The Jacques Brel playing at Mather House is an altogether headier brew. Instead of light Parisienne melodies Brel's tones are cloudy and foreboding--substantial with the threat of storm. The music has a vaguely northern flavor, almost Germanic as if it had some spiritual connection with the songs Kurt Weill wrote for Brecht. But there is also a carnival air, with melodies spinning faster and faster up and then down.
Director Guy Rochman is the moving force at every level of this production and the whole is a triumph of his perfectionism. Rochman created the Company and is its tycoon; every asset is well capitalized with profit sharing all around. There's the orchestra which was superb. Musical Director T. Edward Johnson has put a sea of music on cue but with a restraint that kept the pit from overwhelming the performers even when the score was at its most turbulent. The four performers (one of whom is Rochman) were not only disciplined but inspired.
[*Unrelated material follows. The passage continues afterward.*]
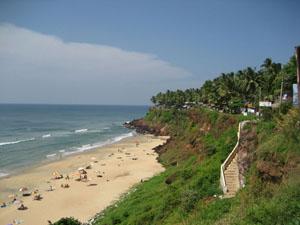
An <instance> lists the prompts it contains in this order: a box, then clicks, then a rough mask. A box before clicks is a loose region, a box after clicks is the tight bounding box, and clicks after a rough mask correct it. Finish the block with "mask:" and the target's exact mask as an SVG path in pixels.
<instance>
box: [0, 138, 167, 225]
mask: <svg viewBox="0 0 300 225" xmlns="http://www.w3.org/2000/svg"><path fill="white" fill-rule="evenodd" d="M166 140H167V137H155V136H153V135H140V134H138V135H136V136H132V137H128V138H124V139H122V140H120V141H118V142H115V143H112V144H108V145H105V146H103V147H100V148H95V149H91V150H88V151H85V152H81V153H76V154H74V155H69V156H66V157H63V158H62V159H60V160H57V161H52V162H49V163H47V164H44V165H39V166H36V167H34V168H30V169H28V170H25V171H24V173H23V174H18V175H14V176H9V177H3V178H1V179H0V193H1V199H0V200H1V201H7V196H8V195H9V194H12V193H14V191H17V189H19V188H20V187H23V186H26V187H28V189H29V190H33V189H35V188H37V189H39V193H41V195H42V197H43V199H42V200H40V201H34V200H32V198H33V197H32V196H30V197H22V198H21V200H22V201H24V205H25V206H27V207H28V209H27V210H24V211H21V210H17V209H16V208H17V206H16V205H9V206H7V207H5V208H0V223H1V224H2V223H3V224H9V223H13V220H18V221H21V222H22V223H21V224H24V225H25V224H30V225H33V224H40V225H42V224H47V220H51V221H52V222H55V221H56V220H58V219H59V218H61V217H69V216H73V217H75V218H78V219H79V220H80V221H82V222H87V221H88V220H90V219H92V218H93V217H94V216H95V215H96V214H98V213H99V212H101V211H102V210H103V209H105V208H106V207H107V206H109V205H110V204H112V203H113V202H114V201H116V200H118V199H119V197H120V196H121V195H122V194H124V193H126V192H127V191H128V190H129V189H130V188H131V187H132V186H133V185H135V184H137V183H139V182H140V181H141V180H145V179H148V178H150V177H152V176H154V175H155V174H158V173H160V172H162V171H164V168H163V166H162V165H161V164H159V163H158V162H157V160H156V158H157V156H158V155H157V153H156V152H155V151H154V150H153V148H155V147H157V146H159V145H161V144H164V143H165V142H166ZM137 143H138V144H137ZM91 158H94V160H93V161H94V162H92V168H91V169H87V170H86V171H87V172H88V177H89V179H90V180H88V181H87V182H80V181H75V177H76V175H75V174H76V173H78V171H77V169H78V167H84V166H86V165H87V164H91ZM95 159H97V160H95ZM96 161H97V162H96ZM56 170H57V171H58V172H59V173H61V174H63V175H64V177H65V176H66V175H68V176H69V177H70V179H69V180H65V178H63V179H58V180H51V179H50V177H51V173H52V172H53V171H56ZM98 172H101V178H97V176H98V175H97V176H96V174H97V173H98ZM65 183H68V184H69V186H70V187H69V188H61V187H60V185H61V184H65ZM49 185H52V186H53V187H54V189H55V190H54V191H51V192H47V191H46V190H47V188H48V187H49ZM103 193H104V196H102V194H103ZM18 194H19V195H20V193H18ZM95 196H98V198H95ZM70 206H72V207H70ZM44 210H45V211H44ZM43 211H44V212H45V213H42V212H43ZM45 214H46V215H45Z"/></svg>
The big star is plump and voluptuous Patricia Covich, a freshman from Emerson college who is making her dramatic debut with Brel. She can turn from a light number to give serious pieces like "My Death" or "Sons of ---" more than their native depths. In between she is a bubbly personality who cannot seem to suppress her enjoyment as if it were her first prom, instead of her first job. Rochman's performance was just as powerful if a bit more self-conscious. "Put the best sheets on the bed, Mathilde's come back to me!" he shouts in an exotic number that combined a love song with a fighting frenzy.
CURT RALSTON was both clever and affecting as "The Statue" of a war hero that cynically comments on the inscription at its feet and the cant of passersby. But sometimes Ralston lets his marionette affectations dominate numbers that would be better played naturally. Paula Rose is the "Timid Frieda" and keeps her reserve amidst the general flamboyance: she is a useful touchstone for calm and excels in romantic numbers such as "I Loved."
Set designer Peter Agoos and lighting crew David Chaplin and Marlene Nelson were vital collaborators in the general success. Agoos' three-tiered circular stage gave the performers both space and a versatile set for barrooms and statues. With a thrust stage and cabaret setting the lighting was crucial--and flawless.
If any carping is to be done about this production it should be directed at Eric Blau and Mort Shuman--who translated the songs and are guilty of "additional material"--or perhaps at Brel himself. Some of the songs--notably "Fanette" and the finale "If We Only Have Love"--are trite and slurpy. The cast was good enough to overwhelm Brel's lack of ideas with its own fire but Blau and Shuman's unfortunate use of the English language is sometimes jarring. (Rochman is obliged to shout that he wants to be "cute, cute, cute, in a stupid-ass way").
The enthusiasm of Rochman and comapny extends from the revue to the neighborhood. They have dandied Mather dining hall up with tablecloths and baskets of polished fruit that turn out to be authentic. Tables ring the ciruclar stage and the actors flirt with members of the audience--which could be dangerous if someone beveraged on the complimentary DiSabato Rose gets jealous. But Wednesday night, with tuxedoed patrons filling the tables and Art at the fore it was a sort of provincial triumph for Mather House. It's a long slouch back from Alphaville.